Toyah improvisiert nicht nur den Gesang, sondern auch einen großen Teil ihrer Texte, die sich meist in existenziellen Randgebieten zwischen Himmel und Hölle bewegen. Es geht um(zwischenmenschliche) Entfernungen, den Austausch von Impulsen zwischen Mensch und Maschine. Auffällig sind Toyahs häufiger Rückzug in den embryonalen Zustand (z.B. in „Neon Womb“) wie ständige Konfrontationen mit dem Tod. Ihr Favorit: „(Victims Of The Riddle) Vivisection“, als Single allerdings ein Flop, weil die Radiostationen diesen Titel nicht spielen wollten. Er sei zu merkwürdig, hieß die Begründung.

„Vivisection“ ist Toyahs Prolest gegen die Eingriffe an lebenden Tieren zu wissenschaftlichen Versuchszwecken, bewußt als musikalisches „Mißverständnis“ produziert: auf der Basis einer disco-orientierten federnden Hintergrundmusik verpackt sie ihre verbals in so angstvoll gequälte Verspannung wie in keinem anderen der Songs.

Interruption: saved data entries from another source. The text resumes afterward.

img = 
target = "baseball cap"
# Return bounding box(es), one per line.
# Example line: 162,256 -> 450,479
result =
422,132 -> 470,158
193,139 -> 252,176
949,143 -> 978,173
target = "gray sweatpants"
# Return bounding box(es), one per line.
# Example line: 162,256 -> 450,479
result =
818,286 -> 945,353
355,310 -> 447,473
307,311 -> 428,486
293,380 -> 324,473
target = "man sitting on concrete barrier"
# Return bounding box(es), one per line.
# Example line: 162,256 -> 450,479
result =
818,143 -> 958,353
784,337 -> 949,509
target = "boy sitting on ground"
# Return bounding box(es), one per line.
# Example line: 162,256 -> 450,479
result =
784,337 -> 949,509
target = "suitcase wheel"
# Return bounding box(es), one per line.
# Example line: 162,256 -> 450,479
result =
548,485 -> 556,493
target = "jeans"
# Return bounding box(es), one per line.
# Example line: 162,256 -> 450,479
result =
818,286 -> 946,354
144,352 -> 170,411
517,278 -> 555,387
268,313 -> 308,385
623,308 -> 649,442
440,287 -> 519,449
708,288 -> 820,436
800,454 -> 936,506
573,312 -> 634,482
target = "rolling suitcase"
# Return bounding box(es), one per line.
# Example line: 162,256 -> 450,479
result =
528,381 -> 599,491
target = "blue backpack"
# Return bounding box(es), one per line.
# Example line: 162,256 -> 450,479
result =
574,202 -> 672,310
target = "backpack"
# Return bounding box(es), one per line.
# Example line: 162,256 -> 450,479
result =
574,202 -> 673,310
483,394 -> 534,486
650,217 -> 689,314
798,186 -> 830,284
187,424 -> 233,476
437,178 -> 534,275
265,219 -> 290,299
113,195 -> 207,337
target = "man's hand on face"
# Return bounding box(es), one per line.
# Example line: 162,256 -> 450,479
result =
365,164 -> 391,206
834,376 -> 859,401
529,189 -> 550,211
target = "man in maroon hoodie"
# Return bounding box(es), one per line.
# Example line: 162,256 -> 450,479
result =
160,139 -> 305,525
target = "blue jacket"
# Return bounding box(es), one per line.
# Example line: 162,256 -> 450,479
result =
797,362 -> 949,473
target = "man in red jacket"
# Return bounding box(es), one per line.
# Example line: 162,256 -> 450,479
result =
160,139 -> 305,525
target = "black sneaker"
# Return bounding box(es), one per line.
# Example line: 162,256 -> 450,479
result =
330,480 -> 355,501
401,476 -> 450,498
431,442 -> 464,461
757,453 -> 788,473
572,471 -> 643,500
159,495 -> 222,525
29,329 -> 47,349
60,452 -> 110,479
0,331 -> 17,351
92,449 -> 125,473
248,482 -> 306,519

An jenem Abend im „Marquee“ widmete Toyah dieses Lied außerdem der Armee: „Ich glaube, daß die Army nicht gerade die englische aber die Armee in den USA unheimlich krank ist Ich führe das darauf zurück, daß bei Soldaten, die in Vietnam tödlich verwundet wurden, noch mit Strahlen experimentiert wurde, weil sie ja sowieso sterben mußten. Ich habe die Army auch erwähnt, weil sie nur für die Würde eines Landes und nicht für die Bevölkerung kämpft. Darum werden wir auch alle ihre Opfer. Wir wollen nicht kämpfen, nicht meine Generation. Wir wollen leben!“ Hast Du gehört, Jimmy Carter?

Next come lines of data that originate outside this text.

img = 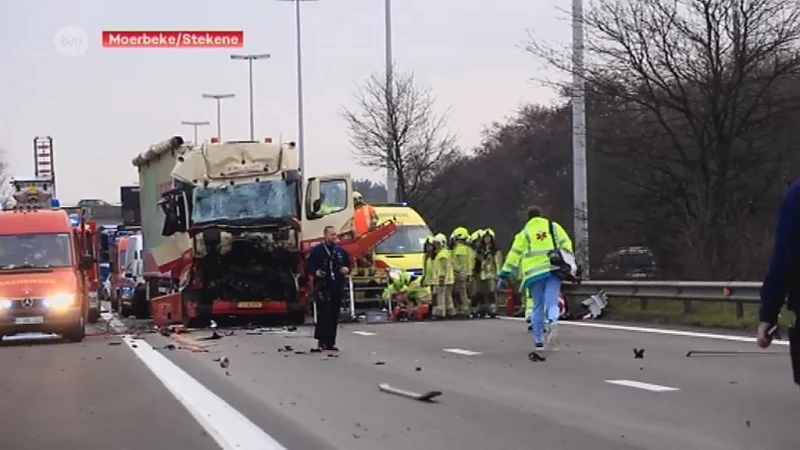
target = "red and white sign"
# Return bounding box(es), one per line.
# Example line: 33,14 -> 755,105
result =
102,31 -> 244,48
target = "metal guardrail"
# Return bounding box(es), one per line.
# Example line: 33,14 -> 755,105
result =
560,280 -> 762,318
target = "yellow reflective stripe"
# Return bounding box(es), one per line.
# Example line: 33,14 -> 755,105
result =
510,248 -> 523,255
522,249 -> 550,258
523,264 -> 551,278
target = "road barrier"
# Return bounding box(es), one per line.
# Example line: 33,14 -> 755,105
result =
560,280 -> 761,318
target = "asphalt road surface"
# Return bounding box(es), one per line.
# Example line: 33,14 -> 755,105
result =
0,315 -> 796,450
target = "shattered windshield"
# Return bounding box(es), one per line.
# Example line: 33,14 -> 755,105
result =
0,233 -> 73,269
192,180 -> 299,224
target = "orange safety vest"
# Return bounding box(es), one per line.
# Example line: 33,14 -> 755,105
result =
354,204 -> 376,236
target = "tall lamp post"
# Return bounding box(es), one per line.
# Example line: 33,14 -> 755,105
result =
230,53 -> 271,141
384,0 -> 396,202
278,0 -> 318,177
572,0 -> 589,276
201,93 -> 235,139
180,120 -> 210,144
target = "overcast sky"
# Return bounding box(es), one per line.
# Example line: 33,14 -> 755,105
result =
0,0 -> 569,204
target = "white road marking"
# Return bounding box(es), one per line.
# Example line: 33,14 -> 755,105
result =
352,331 -> 376,336
122,336 -> 286,450
443,348 -> 482,356
605,379 -> 680,392
498,316 -> 789,346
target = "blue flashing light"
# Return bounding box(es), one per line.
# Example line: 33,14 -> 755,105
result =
68,214 -> 81,227
400,202 -> 408,206
51,198 -> 60,208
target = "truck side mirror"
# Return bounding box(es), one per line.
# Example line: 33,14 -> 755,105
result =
79,255 -> 94,271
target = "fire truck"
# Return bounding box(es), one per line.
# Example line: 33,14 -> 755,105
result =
0,178 -> 99,340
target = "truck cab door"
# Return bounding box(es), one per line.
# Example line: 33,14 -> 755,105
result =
302,173 -> 354,242
151,189 -> 192,271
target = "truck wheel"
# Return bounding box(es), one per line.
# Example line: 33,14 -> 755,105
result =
64,317 -> 86,342
88,307 -> 100,324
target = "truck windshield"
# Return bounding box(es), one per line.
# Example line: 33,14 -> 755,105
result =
375,225 -> 431,254
192,180 -> 299,224
0,233 -> 73,269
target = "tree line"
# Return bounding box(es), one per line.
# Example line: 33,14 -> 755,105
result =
346,0 -> 800,281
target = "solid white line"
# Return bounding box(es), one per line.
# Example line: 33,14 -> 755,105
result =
122,336 -> 286,450
605,379 -> 680,392
498,316 -> 789,346
443,348 -> 482,356
352,331 -> 376,336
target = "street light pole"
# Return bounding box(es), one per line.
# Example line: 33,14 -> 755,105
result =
180,120 -> 210,144
384,0 -> 396,203
572,0 -> 590,276
278,0 -> 318,177
201,93 -> 235,140
230,53 -> 271,141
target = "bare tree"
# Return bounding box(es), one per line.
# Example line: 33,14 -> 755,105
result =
527,0 -> 800,278
341,70 -> 460,202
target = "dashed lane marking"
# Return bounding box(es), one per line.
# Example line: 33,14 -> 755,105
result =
605,379 -> 680,392
498,316 -> 789,346
443,348 -> 482,356
352,331 -> 376,336
123,335 -> 286,450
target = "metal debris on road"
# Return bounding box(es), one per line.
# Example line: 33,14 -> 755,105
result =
685,350 -> 784,357
219,356 -> 230,368
633,348 -> 645,359
374,361 -> 386,365
378,383 -> 441,402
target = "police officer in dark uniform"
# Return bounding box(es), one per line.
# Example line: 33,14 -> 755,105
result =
759,180 -> 800,384
306,225 -> 351,352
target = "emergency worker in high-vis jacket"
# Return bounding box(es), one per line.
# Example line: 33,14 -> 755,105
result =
421,235 -> 437,288
468,229 -> 484,309
432,233 -> 455,318
449,227 -> 472,316
498,206 -> 573,349
382,271 -> 432,320
476,228 -> 503,317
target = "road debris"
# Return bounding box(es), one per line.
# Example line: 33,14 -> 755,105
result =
378,383 -> 441,402
107,341 -> 122,346
633,348 -> 645,359
374,361 -> 386,365
219,356 -> 230,368
686,350 -> 783,357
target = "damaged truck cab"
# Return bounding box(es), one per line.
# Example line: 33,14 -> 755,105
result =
134,136 -> 353,328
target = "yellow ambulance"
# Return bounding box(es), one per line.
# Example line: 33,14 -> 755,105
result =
372,203 -> 431,279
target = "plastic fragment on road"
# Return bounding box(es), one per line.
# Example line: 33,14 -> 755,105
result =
378,383 -> 441,402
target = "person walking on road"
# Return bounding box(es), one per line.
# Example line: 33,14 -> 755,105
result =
758,180 -> 800,384
497,206 -> 574,351
306,226 -> 351,352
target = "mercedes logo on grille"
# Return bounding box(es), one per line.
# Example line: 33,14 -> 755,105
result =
21,298 -> 34,308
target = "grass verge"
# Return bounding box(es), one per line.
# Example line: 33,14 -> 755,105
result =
601,298 -> 793,332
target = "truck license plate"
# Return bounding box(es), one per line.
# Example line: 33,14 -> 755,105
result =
15,316 -> 44,325
236,302 -> 263,309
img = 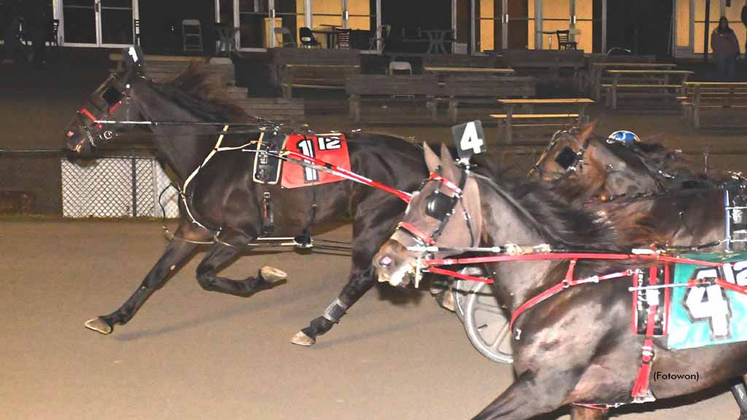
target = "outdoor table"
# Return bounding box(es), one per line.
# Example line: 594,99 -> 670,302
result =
214,23 -> 238,55
495,98 -> 595,143
420,29 -> 452,54
589,62 -> 676,99
605,69 -> 694,85
423,66 -> 515,76
311,27 -> 343,49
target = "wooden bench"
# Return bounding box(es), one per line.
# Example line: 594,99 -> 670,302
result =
502,49 -> 585,83
269,48 -> 360,99
603,69 -> 692,110
346,74 -> 536,124
440,75 -> 536,123
346,75 -> 442,123
587,62 -> 675,99
422,54 -> 505,69
680,82 -> 747,129
423,66 -> 515,77
279,64 -> 360,99
582,54 -> 656,95
491,98 -> 593,143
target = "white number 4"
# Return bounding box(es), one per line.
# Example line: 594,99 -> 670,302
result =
460,122 -> 484,155
684,284 -> 731,340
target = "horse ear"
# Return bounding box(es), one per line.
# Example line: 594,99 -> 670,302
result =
578,122 -> 596,143
439,143 -> 460,179
423,142 -> 440,173
121,46 -> 145,73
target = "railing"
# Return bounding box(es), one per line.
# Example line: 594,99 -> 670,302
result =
0,148 -> 178,218
0,146 -> 745,217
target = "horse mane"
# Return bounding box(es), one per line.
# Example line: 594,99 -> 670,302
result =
147,62 -> 252,123
475,173 -> 626,251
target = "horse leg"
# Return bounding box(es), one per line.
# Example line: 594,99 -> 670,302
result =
471,370 -> 580,420
195,235 -> 287,297
570,405 -> 609,420
84,223 -> 207,335
731,378 -> 747,420
290,213 -> 387,346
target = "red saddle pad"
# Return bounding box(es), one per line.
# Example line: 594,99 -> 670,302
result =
281,133 -> 351,189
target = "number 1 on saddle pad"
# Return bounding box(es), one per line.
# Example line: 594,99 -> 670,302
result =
281,134 -> 352,189
668,252 -> 747,350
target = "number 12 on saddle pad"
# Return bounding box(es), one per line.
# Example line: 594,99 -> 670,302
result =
668,253 -> 747,350
281,134 -> 351,189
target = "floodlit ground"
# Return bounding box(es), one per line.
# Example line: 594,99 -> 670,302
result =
0,220 -> 743,420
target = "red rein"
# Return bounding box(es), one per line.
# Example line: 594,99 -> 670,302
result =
283,150 -> 412,203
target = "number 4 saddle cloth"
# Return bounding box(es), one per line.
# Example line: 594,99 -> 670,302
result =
250,133 -> 351,189
665,252 -> 747,349
635,252 -> 747,350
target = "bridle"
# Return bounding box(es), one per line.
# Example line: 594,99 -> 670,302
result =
396,167 -> 477,251
73,73 -> 134,152
530,130 -> 591,179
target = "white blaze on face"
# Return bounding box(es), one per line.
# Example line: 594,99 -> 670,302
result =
379,261 -> 415,287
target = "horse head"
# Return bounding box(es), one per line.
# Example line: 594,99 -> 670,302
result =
374,143 -> 482,287
533,127 -> 670,201
64,46 -> 146,155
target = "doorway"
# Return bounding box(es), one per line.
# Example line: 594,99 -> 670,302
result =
60,0 -> 138,47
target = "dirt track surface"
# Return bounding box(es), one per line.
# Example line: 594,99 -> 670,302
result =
0,220 -> 743,420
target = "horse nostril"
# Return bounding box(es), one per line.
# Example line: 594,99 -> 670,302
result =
379,255 -> 393,268
66,131 -> 75,138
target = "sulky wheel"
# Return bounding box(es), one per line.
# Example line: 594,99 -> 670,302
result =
463,281 -> 514,364
452,267 -> 489,323
452,279 -> 470,322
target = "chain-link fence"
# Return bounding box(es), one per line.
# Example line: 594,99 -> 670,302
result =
0,149 -> 179,218
1,146 -> 746,217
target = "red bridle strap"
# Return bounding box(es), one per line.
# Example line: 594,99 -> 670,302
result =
109,101 -> 122,114
79,108 -> 97,122
397,222 -> 436,246
428,172 -> 462,194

What is your crime, what have you done?

You’re a victim….

„Vivisection“, Toyah.

Musikalisch will die Band in Zukunft jedoch einen etwas kommerzielleren Weg einschlagen. Toyah: „Die Musik auf unserem Album ist doch noch ziemlich egozentrisch, ich will, daß wir uns gefühlsmäßig etwas ausbreiten. Ich selbst würde gern auch noch ein paar Solo-Dinge machen, aber ich schwöre dir, das wäre so obskur, daß es niemand freiwillig anhören wollte!“ Wieder das schadenfrohe Gelächter eines Kobolds, der seine Umwelt gerne piesakt, ohne wirklich bösartig zu sein. Unberechenbar will sie bleiben die Band-Einheit ,.Toyah“. „Ich weiß nur eins.“ erklärt die Entertainerin Toyah, „wenn ich merke, daß ich kalkulierbar werde, dann werde ich den Club, in dem wir spielen, in Brand setzen oder irgendwelche anderen verrückten Dinge tun!“

Hat eine solche Frau feministische Ambitionen? Im Film „Jubilee“ gehörte sie einer asexuellen Frauenclique an, und sie erklärt auch jetzt: „Ich betrachte mich nicht unbedingt als Frau, eher als menschliches Wesen. Ich denke nicht als Frau, empfinde auch nicht so, wenn diese frechen kleinen Jungs vor der Bühne nach mir greifen. Ich bin auch eher wie ein Junge aufgewachsen. Ich war das jüngere Kind und mußte mich durchsetzen. Ich wuchs buchstäblich auf, um für mich selbst zu kämpfen. Mir wurde nichts erspart, nur weil ich ein Mädchen war.“ Paranoides Verhalten gegenüber dem anderen Geschlecht liegt ihr fern. ,,Wir Frauen haben doch sowieso die Oberhand. Wir würden keine Kinder bekommen, wenn wir nicht wollten. Also sind doch wir die Überlegenen. Ich hasse diese Auswüchse des Feminismus, wo von „männlichen Schweinen“ die Rede ist. Wir sind doch schließlich füreinander bestimmt. Außerdem: Wir können genausoviel Köpfchen haben wie die Männer und die können wiederum genauso dumm sein wie wir.“

„Sieh an, eine Frau mit Talent zu Aphorismen“ hätte würde er noch leben – Kurt Tucholsky in liebenswürdig, chauvinistischer Form gesagt. Er hätte recht! The living dead can not die And the living living won’t survive. „Insects“, Toyah.